Now that we have two children in our life and know the awesome, indescribable love of being parents, we kick ourselves for not starting our family earlier. But, of course, we were pretty busy in the first ten years of our marriage — finishing school, “finding ourselves,” starting the farm … knowing the joy of our life now does make us glad that we started the farm so young. How wonderful to have seven good seasons under our belts already — to have had all the energy and enthusiasm of youth propel us forward on this adventure! Many people wait and wait to live their dreams, only finally dabbling in them upon retirement. What a gift to be fully immersed in the world of farming now.
There’s no doubt that we’ve taken on a lot (especially recently), but our head dive into farming back in 2006 was the right choice. We have eaten the most amazing food, gotten to know our bodies, built community, worked under the sun in the fresh air, rooted ourselves in a place where our children can grow … along the way, fear of the unknown has always been a little fly buzzing in my ear — sometimes louder than others (such as last year). I suppose it’s the flip side of the analytical planning nature of being a farmer — we are always working seasons in advance, and so we ponder all the uncertainty of the future (more babies? inclement weather? Etc etc etc). But, I think, I hope, that I am learning to worry less and rejoice more.
At times such as this, I often turn to poet e. e. cummings, who was so good at capturing profound complex thoughts in the simplest few lines of verse:
“I thank you God for this most amazing day, for the leaping greenly spirits of trees, and for the blue dream of sky and for everything which is natural, which is infinite, which is yes.”

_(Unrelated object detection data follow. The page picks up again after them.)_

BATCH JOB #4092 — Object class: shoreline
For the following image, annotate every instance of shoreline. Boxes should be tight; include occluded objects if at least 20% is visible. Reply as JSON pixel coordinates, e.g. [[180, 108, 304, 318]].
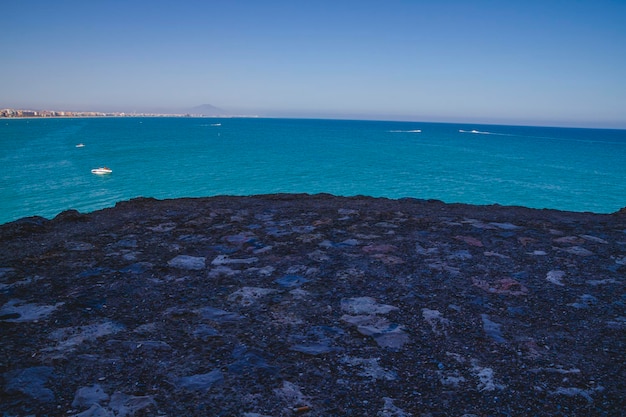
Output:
[[0, 193, 626, 227]]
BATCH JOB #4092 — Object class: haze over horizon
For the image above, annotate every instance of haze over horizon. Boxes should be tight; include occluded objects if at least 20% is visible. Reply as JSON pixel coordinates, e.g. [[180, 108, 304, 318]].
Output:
[[0, 0, 626, 128]]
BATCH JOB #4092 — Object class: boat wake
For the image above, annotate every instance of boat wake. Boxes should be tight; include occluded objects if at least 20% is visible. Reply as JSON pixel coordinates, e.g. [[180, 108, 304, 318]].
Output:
[[459, 129, 490, 135]]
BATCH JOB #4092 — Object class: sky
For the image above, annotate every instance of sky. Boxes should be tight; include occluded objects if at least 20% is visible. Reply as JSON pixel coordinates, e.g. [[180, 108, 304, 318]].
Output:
[[0, 0, 626, 128]]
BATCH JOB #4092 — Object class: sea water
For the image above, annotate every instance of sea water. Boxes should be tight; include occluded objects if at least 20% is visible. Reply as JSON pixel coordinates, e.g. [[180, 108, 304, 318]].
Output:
[[0, 117, 626, 223]]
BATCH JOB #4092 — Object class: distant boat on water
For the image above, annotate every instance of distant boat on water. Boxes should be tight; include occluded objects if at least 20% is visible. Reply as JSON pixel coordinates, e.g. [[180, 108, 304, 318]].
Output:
[[91, 167, 113, 175]]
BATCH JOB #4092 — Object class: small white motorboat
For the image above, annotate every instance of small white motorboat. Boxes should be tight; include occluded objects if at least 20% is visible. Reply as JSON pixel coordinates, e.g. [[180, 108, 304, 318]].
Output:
[[91, 167, 113, 175]]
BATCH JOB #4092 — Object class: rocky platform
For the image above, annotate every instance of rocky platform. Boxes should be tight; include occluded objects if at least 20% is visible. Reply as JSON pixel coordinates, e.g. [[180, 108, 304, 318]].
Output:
[[0, 195, 626, 417]]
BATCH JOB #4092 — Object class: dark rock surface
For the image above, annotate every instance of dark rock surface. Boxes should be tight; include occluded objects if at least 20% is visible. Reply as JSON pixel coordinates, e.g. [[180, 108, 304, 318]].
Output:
[[0, 195, 626, 417]]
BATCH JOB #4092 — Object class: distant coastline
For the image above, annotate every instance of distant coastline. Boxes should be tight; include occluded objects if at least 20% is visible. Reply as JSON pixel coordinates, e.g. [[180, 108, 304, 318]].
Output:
[[0, 109, 208, 119]]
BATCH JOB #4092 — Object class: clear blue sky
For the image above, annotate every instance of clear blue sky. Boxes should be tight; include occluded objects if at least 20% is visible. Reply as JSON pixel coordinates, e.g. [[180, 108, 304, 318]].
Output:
[[0, 0, 626, 128]]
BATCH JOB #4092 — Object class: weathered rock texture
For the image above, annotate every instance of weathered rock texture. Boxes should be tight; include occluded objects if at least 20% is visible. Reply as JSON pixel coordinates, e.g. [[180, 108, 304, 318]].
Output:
[[0, 195, 626, 417]]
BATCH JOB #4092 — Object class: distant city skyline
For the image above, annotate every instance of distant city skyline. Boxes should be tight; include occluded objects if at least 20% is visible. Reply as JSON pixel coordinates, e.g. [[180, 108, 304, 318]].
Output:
[[0, 0, 626, 129]]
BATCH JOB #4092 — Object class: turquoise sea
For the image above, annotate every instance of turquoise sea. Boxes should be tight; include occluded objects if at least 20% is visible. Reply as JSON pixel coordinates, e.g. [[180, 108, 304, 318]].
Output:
[[0, 117, 626, 223]]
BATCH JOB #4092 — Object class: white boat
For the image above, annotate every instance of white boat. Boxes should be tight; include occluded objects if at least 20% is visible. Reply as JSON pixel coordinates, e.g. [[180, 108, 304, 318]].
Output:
[[91, 167, 113, 175]]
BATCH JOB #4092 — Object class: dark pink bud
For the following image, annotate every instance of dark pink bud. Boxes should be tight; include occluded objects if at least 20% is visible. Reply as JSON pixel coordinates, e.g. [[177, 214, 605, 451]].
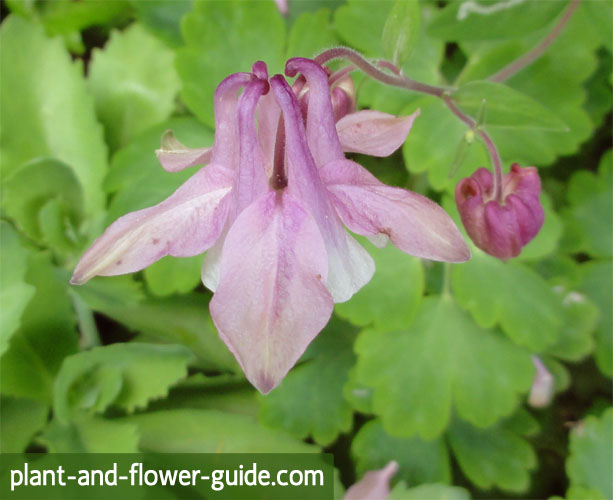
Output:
[[455, 163, 545, 259]]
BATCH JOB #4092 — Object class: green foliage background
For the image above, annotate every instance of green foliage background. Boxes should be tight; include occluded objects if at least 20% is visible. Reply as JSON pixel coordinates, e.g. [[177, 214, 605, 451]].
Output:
[[0, 0, 613, 499]]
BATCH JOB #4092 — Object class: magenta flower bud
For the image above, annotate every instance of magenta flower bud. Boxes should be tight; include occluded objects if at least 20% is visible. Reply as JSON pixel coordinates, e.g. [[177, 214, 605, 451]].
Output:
[[455, 163, 545, 259]]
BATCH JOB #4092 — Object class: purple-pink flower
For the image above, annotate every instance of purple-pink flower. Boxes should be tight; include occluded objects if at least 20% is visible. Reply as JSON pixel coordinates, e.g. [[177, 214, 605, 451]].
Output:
[[343, 461, 398, 500], [455, 164, 545, 259], [72, 58, 470, 393]]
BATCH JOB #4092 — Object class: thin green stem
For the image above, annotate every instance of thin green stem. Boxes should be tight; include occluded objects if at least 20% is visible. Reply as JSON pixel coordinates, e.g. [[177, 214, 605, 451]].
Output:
[[315, 47, 450, 97], [69, 290, 101, 349], [488, 0, 580, 82]]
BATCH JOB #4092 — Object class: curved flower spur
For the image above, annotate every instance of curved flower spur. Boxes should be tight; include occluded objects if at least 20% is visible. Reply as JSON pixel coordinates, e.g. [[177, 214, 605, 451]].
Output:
[[71, 58, 470, 394]]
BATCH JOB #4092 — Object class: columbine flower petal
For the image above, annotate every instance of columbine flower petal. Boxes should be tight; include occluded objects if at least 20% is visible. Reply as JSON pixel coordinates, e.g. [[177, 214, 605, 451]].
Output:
[[455, 164, 545, 259], [201, 76, 269, 292], [155, 130, 213, 172], [270, 75, 375, 302], [319, 160, 470, 262], [211, 192, 334, 394], [344, 462, 398, 500], [285, 57, 345, 167], [71, 164, 232, 284], [336, 110, 419, 156]]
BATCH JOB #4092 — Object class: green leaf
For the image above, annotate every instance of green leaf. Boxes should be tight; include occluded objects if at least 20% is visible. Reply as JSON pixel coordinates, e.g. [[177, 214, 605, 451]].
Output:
[[0, 16, 107, 215], [334, 0, 392, 56], [579, 260, 613, 377], [492, 8, 599, 166], [0, 397, 49, 453], [41, 0, 129, 35], [581, 2, 613, 52], [351, 420, 451, 485], [0, 221, 36, 356], [452, 81, 568, 132], [53, 343, 191, 422], [335, 243, 424, 331], [452, 248, 564, 352], [355, 296, 534, 439], [6, 0, 36, 18], [456, 7, 610, 166], [568, 150, 613, 257], [176, 0, 285, 127], [287, 9, 338, 58], [131, 0, 192, 48], [144, 255, 202, 297], [40, 416, 139, 453], [74, 277, 234, 371], [87, 23, 180, 150], [343, 366, 373, 414], [566, 408, 613, 498], [259, 321, 355, 446], [387, 483, 470, 500], [402, 97, 489, 192], [105, 117, 213, 224], [121, 410, 318, 453], [449, 419, 537, 493], [149, 373, 260, 418], [428, 0, 565, 41], [2, 158, 84, 249], [0, 253, 77, 403], [381, 0, 421, 66]]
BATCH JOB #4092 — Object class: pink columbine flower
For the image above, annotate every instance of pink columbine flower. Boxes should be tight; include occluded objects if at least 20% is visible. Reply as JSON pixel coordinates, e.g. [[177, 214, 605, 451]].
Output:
[[72, 58, 470, 393], [455, 164, 545, 259], [343, 461, 398, 500]]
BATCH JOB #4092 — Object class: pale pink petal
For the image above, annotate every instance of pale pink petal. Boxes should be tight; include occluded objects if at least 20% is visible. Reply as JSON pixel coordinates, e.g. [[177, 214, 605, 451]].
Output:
[[256, 92, 281, 177], [229, 79, 270, 216], [200, 229, 229, 292], [336, 110, 420, 156], [319, 160, 470, 262], [344, 462, 398, 500], [71, 164, 232, 284], [270, 76, 375, 302], [211, 73, 256, 169], [210, 192, 334, 394], [155, 130, 213, 172], [285, 57, 345, 167], [528, 356, 555, 408]]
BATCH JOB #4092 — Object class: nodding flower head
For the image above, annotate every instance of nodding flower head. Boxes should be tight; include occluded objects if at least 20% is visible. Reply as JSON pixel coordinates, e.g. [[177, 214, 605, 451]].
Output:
[[72, 58, 469, 393], [455, 164, 545, 259]]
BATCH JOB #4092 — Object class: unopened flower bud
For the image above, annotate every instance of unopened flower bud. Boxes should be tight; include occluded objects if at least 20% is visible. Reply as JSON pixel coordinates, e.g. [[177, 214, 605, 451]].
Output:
[[455, 164, 545, 259]]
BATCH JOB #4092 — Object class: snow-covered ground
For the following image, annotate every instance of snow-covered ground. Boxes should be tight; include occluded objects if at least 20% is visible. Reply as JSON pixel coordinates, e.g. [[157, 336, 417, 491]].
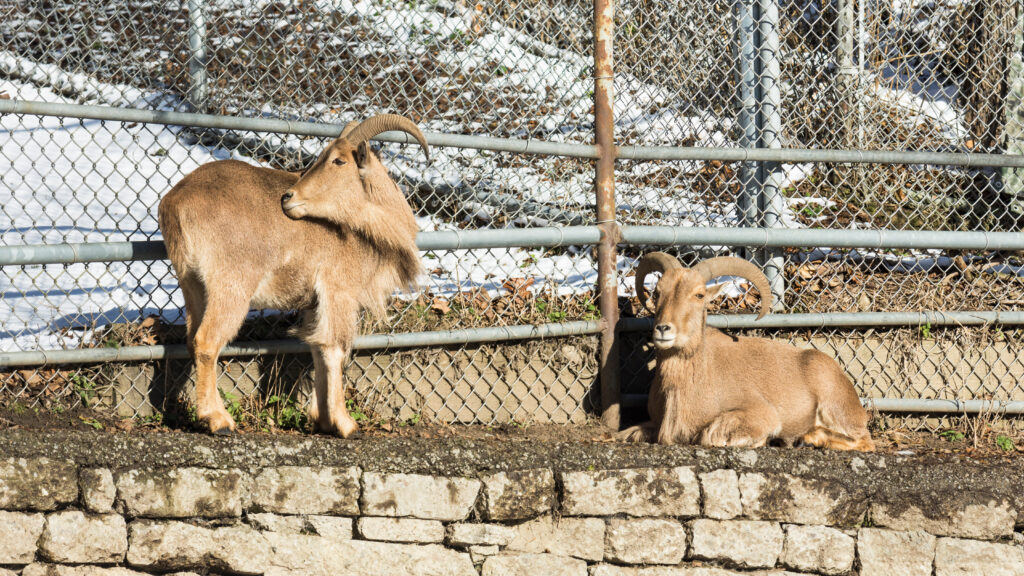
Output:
[[0, 75, 614, 351], [0, 0, 991, 351]]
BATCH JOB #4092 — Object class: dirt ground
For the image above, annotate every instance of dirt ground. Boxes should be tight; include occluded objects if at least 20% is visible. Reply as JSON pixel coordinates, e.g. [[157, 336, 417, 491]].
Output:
[[0, 406, 1024, 461]]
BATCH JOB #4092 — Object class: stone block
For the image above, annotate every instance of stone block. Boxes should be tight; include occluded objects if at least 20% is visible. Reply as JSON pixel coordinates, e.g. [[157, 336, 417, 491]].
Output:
[[0, 510, 46, 564], [115, 468, 243, 518], [935, 538, 1024, 576], [590, 564, 807, 576], [690, 520, 783, 568], [360, 472, 480, 522], [780, 525, 856, 574], [739, 472, 866, 526], [264, 533, 477, 576], [24, 564, 157, 576], [0, 458, 78, 510], [447, 524, 516, 546], [857, 528, 936, 576], [246, 512, 352, 540], [357, 518, 444, 543], [700, 468, 743, 520], [39, 510, 128, 564], [252, 466, 359, 516], [483, 468, 555, 521], [127, 520, 272, 574], [78, 468, 117, 513], [604, 512, 686, 564], [480, 553, 587, 576], [507, 517, 604, 562], [871, 493, 1017, 540], [561, 467, 700, 517], [469, 545, 501, 566]]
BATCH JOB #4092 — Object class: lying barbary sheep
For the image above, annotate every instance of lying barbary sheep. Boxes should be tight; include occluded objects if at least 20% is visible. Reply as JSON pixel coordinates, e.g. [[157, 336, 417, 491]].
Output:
[[159, 115, 429, 437], [622, 252, 874, 451]]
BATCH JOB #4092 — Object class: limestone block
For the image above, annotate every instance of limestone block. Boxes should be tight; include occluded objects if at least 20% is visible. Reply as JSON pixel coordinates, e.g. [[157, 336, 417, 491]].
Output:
[[604, 518, 686, 564], [449, 524, 516, 546], [690, 520, 783, 568], [780, 525, 856, 574], [360, 472, 480, 522], [507, 517, 604, 562], [22, 564, 159, 576], [0, 458, 78, 510], [871, 493, 1017, 540], [561, 467, 700, 517], [483, 468, 555, 521], [127, 520, 273, 574], [252, 466, 359, 516], [39, 510, 128, 564], [480, 553, 587, 576], [469, 545, 500, 566], [264, 533, 476, 576], [115, 468, 243, 518], [700, 468, 743, 520], [935, 538, 1024, 576], [357, 518, 444, 543], [857, 528, 935, 576], [246, 512, 352, 540], [0, 510, 46, 564], [78, 468, 117, 513], [739, 472, 863, 526]]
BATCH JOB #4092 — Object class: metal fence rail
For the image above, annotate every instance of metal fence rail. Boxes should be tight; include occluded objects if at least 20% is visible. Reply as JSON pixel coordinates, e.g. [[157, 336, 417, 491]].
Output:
[[0, 0, 1024, 425]]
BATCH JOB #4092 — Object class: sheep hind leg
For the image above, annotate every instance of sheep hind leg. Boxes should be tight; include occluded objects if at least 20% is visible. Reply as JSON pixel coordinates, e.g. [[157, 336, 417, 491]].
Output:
[[615, 421, 657, 442], [801, 426, 874, 452], [310, 345, 358, 438], [700, 410, 781, 448], [190, 293, 249, 435]]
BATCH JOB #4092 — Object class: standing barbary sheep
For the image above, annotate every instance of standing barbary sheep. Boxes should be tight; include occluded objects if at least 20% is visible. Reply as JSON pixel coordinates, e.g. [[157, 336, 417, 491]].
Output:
[[159, 115, 429, 437], [622, 252, 874, 451]]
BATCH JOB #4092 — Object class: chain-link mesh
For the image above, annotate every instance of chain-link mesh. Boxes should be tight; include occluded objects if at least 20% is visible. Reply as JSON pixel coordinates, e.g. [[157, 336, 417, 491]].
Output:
[[0, 0, 1024, 430]]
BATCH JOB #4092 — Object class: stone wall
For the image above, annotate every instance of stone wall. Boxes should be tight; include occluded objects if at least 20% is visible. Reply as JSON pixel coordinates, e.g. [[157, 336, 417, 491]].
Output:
[[0, 430, 1024, 576]]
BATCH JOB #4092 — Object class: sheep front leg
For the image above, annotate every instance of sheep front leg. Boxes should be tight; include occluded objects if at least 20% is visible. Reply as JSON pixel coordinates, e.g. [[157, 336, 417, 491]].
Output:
[[700, 407, 782, 448], [310, 345, 358, 438]]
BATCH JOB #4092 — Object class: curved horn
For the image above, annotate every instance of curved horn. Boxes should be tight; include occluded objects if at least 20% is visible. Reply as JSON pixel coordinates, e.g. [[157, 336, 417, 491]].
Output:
[[693, 256, 772, 320], [344, 114, 430, 161], [636, 252, 683, 314], [341, 120, 359, 138]]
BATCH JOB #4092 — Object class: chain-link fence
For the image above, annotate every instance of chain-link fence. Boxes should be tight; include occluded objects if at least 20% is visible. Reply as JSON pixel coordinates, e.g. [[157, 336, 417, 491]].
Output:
[[0, 0, 1024, 430]]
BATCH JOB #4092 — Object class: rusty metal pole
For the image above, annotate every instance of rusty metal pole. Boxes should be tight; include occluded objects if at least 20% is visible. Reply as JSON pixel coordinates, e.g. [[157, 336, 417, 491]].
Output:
[[594, 0, 620, 429]]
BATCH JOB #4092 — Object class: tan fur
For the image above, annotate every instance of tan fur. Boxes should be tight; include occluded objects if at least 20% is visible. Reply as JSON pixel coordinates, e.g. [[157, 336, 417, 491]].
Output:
[[159, 130, 421, 437], [621, 268, 874, 451]]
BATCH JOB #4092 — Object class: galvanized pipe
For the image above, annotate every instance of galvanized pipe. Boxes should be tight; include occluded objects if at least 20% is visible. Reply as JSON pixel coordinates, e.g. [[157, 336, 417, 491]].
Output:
[[757, 0, 785, 310], [9, 225, 1024, 265], [594, 0, 621, 429], [6, 99, 1024, 168], [0, 321, 601, 369], [623, 227, 1024, 250], [733, 0, 761, 228], [187, 0, 208, 112], [618, 311, 1024, 332], [623, 394, 1024, 415], [0, 227, 601, 265]]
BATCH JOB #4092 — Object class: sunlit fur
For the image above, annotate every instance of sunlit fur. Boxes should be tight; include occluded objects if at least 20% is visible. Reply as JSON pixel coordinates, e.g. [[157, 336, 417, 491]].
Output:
[[623, 268, 874, 450], [159, 128, 421, 437]]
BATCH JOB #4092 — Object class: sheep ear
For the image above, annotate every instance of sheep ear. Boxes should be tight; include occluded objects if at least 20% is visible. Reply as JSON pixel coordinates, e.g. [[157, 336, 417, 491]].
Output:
[[705, 282, 725, 302], [352, 142, 373, 168]]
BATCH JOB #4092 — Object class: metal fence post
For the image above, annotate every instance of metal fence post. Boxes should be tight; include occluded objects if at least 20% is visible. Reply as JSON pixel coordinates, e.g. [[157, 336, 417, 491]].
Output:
[[187, 0, 207, 112], [594, 0, 621, 429], [758, 0, 785, 308], [734, 0, 761, 233]]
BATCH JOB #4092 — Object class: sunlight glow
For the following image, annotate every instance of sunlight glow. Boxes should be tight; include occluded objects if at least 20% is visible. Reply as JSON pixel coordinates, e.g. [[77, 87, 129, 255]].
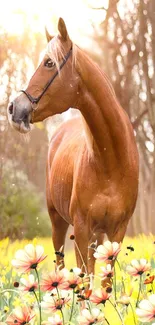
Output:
[[0, 0, 108, 47]]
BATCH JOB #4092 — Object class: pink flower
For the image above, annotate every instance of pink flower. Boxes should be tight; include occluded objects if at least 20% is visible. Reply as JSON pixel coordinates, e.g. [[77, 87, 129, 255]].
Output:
[[136, 294, 155, 322], [94, 241, 121, 263], [12, 244, 47, 273], [127, 258, 151, 276], [100, 264, 114, 280], [19, 274, 38, 292], [6, 306, 35, 325], [62, 268, 82, 290], [90, 288, 111, 305], [41, 290, 70, 313], [42, 314, 63, 325], [77, 308, 104, 325], [41, 269, 67, 291]]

Enjoy this week’s vegetables.
Your farmers, Katie & Casey Kulla
~ ~ ~
This week’s vegetables:
- Chickweed/radicchio salad — This has been our staple salad in our house this week. The green and red combination are gorgeous on the plate. We chop the radicchio up into fine strips and mix it with the chickweed (which is a tender green that grows wild in our fields this time of year). The chickweed is mild but the radicchio has a bitter flavor. We love that bitter, but some people find it strong. If so, we recommend tossing with a slightly sweet and/or creamy dressing and letting it sit for a few minutes before eating.
- Brussels sprouts
- Sunchokes — We do love sunchokes roasted, but lately we’ve been enjoying them most regularly in a “winter cole slaw” or sorts. We clean and chop the sunchokes into fine strips (julienne or chiffonade size) and then do the same with a kohlrabi. We toss the two together with a creamy dressing and eat it as a salad. If we want to make it more of a substantial dish, we sometimes add canned tuna, cheese or nuts as well.